It’s been 32 days since my husband fell into his final sleep and it’s feels like each day is getting harder. Everyone keeps telling me how well I’m doing and how proud they are of me but I am heartbroken. It’s the little things that are gut wrenching - like Dave always used to alter the clocks when they went back. The pain is physical - even thought I am very lucky to have a supportive loving family (including four grandchildren - one who was born just three days after Dave passed away) I try to occupy myself with them and can keep a brave face on but the minute they leave it all just swamps me again.
I feel angry that although we had 25 amazing years together we should have had at least another 25 to go - I am a widow at 52 and have lost my soulmate. Apart from our family we never needed anyone else as we were everything to each other. Everywhere that I go reminds me of him.
We loved walking our fur baby but now those places are tinged with sadness as all I can do is remember walking hand in hand with him or sitting on a bench with a coffee just chatting.
I need a hug but I need it from him.
I know o should probably go back to work as being at home on my own isn’t helping but I can’t beat the thought of coming home and him not being here - he was furloughed throughout his illness so was always waiting for me to get home.

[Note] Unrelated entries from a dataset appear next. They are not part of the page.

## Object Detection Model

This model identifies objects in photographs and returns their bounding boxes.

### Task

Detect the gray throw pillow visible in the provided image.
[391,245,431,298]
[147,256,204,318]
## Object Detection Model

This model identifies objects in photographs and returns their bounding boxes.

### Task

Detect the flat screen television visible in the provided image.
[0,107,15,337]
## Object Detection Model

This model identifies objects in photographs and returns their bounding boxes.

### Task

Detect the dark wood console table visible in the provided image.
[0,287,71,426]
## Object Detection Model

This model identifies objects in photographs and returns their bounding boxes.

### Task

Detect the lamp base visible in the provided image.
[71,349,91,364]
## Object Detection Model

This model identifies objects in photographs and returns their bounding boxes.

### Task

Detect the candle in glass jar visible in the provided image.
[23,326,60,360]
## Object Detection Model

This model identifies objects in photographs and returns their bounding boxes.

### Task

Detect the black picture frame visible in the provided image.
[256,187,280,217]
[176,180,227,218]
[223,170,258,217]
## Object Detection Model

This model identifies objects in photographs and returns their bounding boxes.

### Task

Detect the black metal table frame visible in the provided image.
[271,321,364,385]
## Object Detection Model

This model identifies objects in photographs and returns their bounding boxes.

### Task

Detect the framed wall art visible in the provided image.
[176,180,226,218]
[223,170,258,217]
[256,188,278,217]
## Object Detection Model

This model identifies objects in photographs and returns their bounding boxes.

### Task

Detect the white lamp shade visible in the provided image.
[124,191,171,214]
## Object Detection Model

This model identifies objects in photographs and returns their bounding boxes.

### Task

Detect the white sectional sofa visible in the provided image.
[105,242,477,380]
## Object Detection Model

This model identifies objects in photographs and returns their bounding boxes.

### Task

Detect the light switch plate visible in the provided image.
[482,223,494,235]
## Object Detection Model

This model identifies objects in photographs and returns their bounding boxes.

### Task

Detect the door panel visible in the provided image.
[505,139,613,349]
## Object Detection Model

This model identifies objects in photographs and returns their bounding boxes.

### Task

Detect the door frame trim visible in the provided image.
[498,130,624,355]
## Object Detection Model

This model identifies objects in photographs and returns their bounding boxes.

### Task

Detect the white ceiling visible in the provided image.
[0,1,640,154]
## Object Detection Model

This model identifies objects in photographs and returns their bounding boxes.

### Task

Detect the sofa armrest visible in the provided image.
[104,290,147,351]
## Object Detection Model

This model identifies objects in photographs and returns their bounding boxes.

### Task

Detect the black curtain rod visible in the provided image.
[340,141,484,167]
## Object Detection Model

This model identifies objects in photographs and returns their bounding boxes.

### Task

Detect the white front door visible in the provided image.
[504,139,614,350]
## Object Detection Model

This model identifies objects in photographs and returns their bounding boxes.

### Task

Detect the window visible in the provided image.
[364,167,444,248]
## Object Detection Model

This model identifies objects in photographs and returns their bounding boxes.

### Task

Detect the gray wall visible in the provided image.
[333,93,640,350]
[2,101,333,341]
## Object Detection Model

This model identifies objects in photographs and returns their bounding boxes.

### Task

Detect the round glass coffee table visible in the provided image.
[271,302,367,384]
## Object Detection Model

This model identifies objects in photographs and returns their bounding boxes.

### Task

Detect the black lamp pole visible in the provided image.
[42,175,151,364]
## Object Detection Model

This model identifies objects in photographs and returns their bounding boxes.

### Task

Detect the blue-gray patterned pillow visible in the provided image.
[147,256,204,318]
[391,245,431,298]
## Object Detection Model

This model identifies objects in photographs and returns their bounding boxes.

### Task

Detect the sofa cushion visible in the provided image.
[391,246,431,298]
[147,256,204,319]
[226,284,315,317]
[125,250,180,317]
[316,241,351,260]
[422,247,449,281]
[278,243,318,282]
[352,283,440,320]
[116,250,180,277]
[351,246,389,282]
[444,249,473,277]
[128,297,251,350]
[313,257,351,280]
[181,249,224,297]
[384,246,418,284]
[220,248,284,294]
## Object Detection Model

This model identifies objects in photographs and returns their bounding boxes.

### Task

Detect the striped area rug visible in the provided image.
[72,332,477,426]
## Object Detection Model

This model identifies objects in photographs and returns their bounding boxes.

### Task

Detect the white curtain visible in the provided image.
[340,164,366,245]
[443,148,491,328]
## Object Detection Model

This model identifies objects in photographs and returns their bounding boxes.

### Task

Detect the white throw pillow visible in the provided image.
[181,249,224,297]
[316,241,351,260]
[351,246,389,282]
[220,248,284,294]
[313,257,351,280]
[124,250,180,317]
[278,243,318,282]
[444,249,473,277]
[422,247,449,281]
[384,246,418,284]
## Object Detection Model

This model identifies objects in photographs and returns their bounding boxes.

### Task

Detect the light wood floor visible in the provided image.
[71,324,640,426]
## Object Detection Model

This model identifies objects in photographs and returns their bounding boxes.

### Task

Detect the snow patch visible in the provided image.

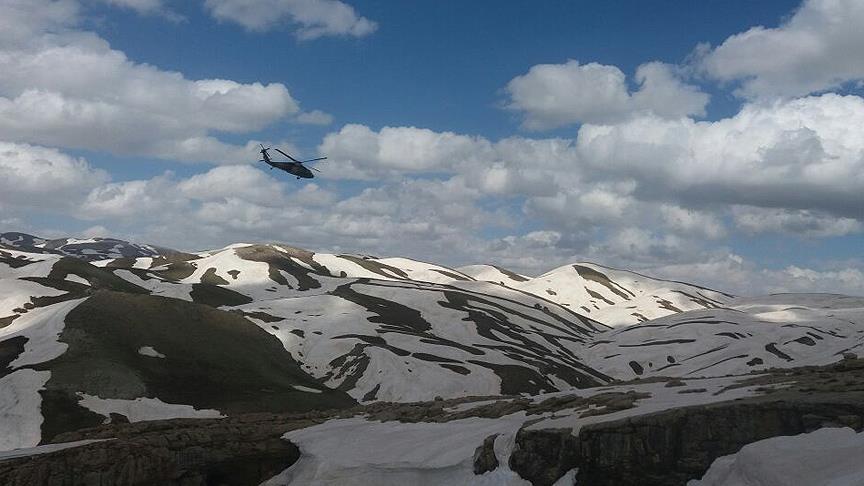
[0,439,114,461]
[138,346,165,358]
[0,369,51,451]
[66,273,90,285]
[687,428,864,486]
[78,393,225,422]
[263,413,530,486]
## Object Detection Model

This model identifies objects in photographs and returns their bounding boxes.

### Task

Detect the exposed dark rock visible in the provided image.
[189,282,253,307]
[0,414,318,486]
[474,434,499,474]
[36,291,355,440]
[510,360,864,486]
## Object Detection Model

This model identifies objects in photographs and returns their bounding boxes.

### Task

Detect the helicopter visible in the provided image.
[259,144,327,179]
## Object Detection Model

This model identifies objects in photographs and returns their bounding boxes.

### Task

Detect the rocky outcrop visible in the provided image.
[510,360,864,486]
[474,434,500,474]
[0,414,316,486]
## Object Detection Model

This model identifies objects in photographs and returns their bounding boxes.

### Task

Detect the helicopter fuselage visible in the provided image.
[265,160,315,179]
[261,150,315,179]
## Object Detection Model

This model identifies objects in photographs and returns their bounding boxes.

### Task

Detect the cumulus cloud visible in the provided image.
[578,94,864,217]
[0,0,80,45]
[318,124,491,179]
[0,142,108,208]
[204,0,378,40]
[732,206,864,238]
[505,60,709,130]
[697,0,864,98]
[296,110,333,125]
[643,253,864,295]
[0,0,310,163]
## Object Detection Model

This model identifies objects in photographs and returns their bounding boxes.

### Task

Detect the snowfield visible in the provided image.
[687,427,864,486]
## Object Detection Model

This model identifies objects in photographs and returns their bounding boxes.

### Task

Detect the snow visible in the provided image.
[0,278,65,317]
[264,414,530,486]
[527,375,765,435]
[66,273,90,285]
[0,299,86,369]
[456,265,530,287]
[0,439,112,461]
[78,393,225,422]
[0,248,61,279]
[0,369,51,451]
[264,375,776,486]
[687,428,864,486]
[138,346,165,358]
[586,294,864,379]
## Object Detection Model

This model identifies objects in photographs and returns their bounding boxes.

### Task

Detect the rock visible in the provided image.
[474,434,499,474]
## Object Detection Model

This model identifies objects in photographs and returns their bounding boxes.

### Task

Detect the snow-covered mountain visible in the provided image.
[460,262,733,327]
[586,294,864,379]
[0,232,188,261]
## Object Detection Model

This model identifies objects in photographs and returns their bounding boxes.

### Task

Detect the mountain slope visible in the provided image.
[470,263,732,327]
[587,294,864,379]
[99,245,608,401]
[0,251,354,449]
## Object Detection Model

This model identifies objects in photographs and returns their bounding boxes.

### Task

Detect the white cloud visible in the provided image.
[659,204,726,239]
[642,254,864,295]
[578,94,864,217]
[698,0,864,98]
[732,206,864,238]
[297,110,333,125]
[0,0,315,163]
[0,142,108,207]
[0,0,80,44]
[177,165,284,206]
[204,0,378,40]
[318,124,491,179]
[505,60,708,130]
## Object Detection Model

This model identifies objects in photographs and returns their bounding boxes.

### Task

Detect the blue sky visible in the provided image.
[0,0,864,294]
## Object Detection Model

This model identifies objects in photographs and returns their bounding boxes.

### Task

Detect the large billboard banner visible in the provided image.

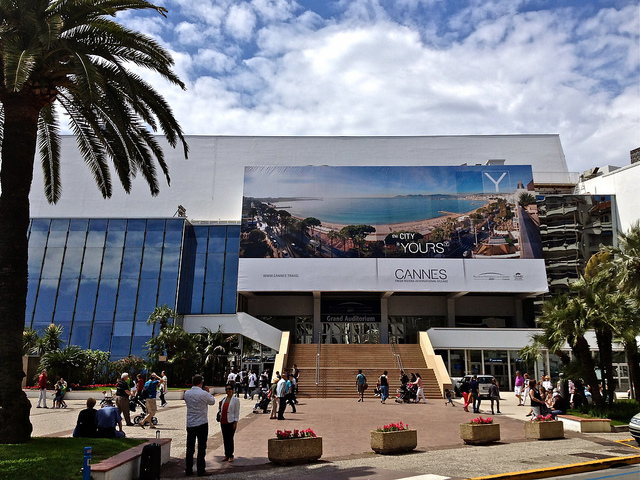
[239,165,546,291]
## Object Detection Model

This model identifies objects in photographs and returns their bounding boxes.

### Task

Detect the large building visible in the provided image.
[25,135,637,390]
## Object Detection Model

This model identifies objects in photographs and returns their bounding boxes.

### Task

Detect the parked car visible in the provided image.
[460,375,493,400]
[629,413,640,445]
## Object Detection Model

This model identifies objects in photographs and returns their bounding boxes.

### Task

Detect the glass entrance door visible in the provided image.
[322,322,380,344]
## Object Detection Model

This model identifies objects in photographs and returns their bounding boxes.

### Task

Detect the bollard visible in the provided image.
[82,447,91,480]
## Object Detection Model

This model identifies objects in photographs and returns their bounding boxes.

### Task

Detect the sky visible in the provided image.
[244,165,533,198]
[118,0,640,172]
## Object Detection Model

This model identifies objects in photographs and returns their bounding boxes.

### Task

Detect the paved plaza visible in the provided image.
[31,392,640,480]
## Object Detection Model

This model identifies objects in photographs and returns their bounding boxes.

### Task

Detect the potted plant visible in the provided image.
[371,422,418,454]
[267,428,322,465]
[524,415,564,440]
[460,417,500,445]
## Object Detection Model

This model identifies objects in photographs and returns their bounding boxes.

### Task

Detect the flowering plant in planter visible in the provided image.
[376,422,409,432]
[469,417,493,425]
[276,428,317,440]
[531,414,555,422]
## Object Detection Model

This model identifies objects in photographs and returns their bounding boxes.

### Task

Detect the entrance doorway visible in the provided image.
[322,322,380,344]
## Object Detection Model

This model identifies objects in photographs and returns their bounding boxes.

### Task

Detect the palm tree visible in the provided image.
[0,0,188,443]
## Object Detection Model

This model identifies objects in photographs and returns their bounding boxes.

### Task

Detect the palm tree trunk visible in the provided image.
[624,338,640,400]
[571,335,602,407]
[0,94,40,443]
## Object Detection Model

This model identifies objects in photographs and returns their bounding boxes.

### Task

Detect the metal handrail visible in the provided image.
[316,332,322,387]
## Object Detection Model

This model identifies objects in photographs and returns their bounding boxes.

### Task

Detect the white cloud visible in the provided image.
[225,2,256,40]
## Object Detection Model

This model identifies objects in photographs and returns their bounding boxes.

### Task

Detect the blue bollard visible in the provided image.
[82,447,91,480]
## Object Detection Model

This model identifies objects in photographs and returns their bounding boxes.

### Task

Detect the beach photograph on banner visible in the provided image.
[240,165,542,259]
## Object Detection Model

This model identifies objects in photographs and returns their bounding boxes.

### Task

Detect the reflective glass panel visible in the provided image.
[136,278,158,319]
[125,219,146,247]
[40,247,64,278]
[111,335,131,358]
[76,279,98,318]
[47,230,67,248]
[62,247,84,278]
[91,321,111,352]
[117,279,138,312]
[56,279,78,313]
[71,321,91,348]
[29,248,44,279]
[141,247,162,279]
[82,247,103,278]
[96,279,118,318]
[101,247,124,279]
[121,248,142,278]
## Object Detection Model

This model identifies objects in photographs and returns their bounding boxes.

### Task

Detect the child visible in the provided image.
[444,388,456,407]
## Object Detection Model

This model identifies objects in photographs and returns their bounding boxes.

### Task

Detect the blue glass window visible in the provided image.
[140,247,162,279]
[40,247,64,278]
[62,247,84,278]
[101,248,124,279]
[91,320,112,352]
[71,320,91,348]
[82,247,103,278]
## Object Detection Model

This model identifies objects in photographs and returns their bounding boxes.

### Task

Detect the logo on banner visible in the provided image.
[394,268,449,283]
[473,272,511,282]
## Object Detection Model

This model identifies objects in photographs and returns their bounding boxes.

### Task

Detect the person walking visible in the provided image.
[460,377,471,412]
[489,378,502,415]
[116,372,133,427]
[380,370,389,404]
[469,375,481,413]
[96,398,125,438]
[513,371,524,407]
[184,375,216,477]
[527,379,546,418]
[269,372,280,420]
[139,373,162,428]
[356,370,367,402]
[411,373,427,403]
[276,375,287,420]
[218,383,241,462]
[159,371,169,407]
[36,370,49,408]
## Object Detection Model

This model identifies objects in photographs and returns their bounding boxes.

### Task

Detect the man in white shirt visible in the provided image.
[276,375,287,420]
[184,375,216,477]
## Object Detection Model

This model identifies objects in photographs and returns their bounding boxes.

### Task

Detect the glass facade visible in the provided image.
[25,218,240,358]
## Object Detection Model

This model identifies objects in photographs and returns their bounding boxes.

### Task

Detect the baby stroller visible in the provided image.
[396,384,418,403]
[129,397,158,425]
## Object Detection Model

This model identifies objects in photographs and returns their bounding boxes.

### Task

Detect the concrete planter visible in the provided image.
[524,420,564,440]
[460,423,500,445]
[267,437,322,465]
[371,430,418,455]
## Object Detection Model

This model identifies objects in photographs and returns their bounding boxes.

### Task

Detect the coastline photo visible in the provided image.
[240,165,541,258]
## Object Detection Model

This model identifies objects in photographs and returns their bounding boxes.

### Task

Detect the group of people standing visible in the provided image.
[356,370,427,404]
[514,372,573,418]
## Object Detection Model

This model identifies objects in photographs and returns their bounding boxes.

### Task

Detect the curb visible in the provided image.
[467,455,640,480]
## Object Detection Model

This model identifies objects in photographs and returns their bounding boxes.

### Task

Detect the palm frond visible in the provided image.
[38,105,62,203]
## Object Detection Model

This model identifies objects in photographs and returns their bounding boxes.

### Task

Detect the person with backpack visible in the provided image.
[138,373,164,428]
[356,370,367,402]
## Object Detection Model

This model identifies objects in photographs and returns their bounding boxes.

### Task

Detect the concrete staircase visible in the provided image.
[287,344,442,399]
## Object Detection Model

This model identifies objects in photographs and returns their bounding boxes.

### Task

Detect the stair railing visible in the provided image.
[316,332,322,387]
[391,343,404,371]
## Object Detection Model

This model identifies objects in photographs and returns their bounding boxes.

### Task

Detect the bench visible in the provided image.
[91,438,171,480]
[556,415,611,433]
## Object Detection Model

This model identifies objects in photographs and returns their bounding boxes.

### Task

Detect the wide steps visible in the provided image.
[287,344,442,399]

I know everyone on here is suffering, hence we are here but I just needed to get it out as I don’t want to burden my family with my sadness
How lucky are we to have have loved someone and been loved
Hi Paul, yes the exhaustion is unbelievable and at times I have felt the centre of my chest aching, the emotions in my self I at times have not recognised and I’ve felt like an alien to myself.
I give you strength to get through today sending hugs xx
Iv just read your story your profile omg it's just unbearable how on earth are you functioning I'm in bits it's just not right x
hello Jayne, some days I think im doing well and then bam im in pieces. There are so many awful stories on here, makes me so sad to read. We are all going through the same as we have lost our loved ones to this cruel disease.
For me, the sadness is that we had our retirement dreams in the sun and worked so hard to do that early. The best I can do is take Robs ashes to Spain with me when I find a holiday home there.
I read the other day that one of the early symptoms of pancreatic cancer is indigestion. That was the only symptom he had in the year before he was diagnosed, we never thought his indigestion was anything sinister.
Tomorrow I have my first counselling session which I hope will go well.
Take care and thank you for your message.
I hope you find the counselling helpful tomorrow. Craig only had symptoms for 2 weeks before his diagnosis but due to his age and being fit (sporty) his body had compensated until it was too late & by this time advanced xx
you’re right, we all have such sadness in our lives. Cancer is so cruel and doesn’t cate who it affects
i always wonder why cancer is so prevalent now, it used to affect 1 in 3, now it’s 1 in 2. I guess it’s down to our life styles and the food we eat or is it that medicine has advanced so much that things were not diagnosed as cancer in the past now are?
I agree. This was one of the things the celebrant said to us - that the only way for us to not be grieving Daves loss now would be for us to have never had him in our lives.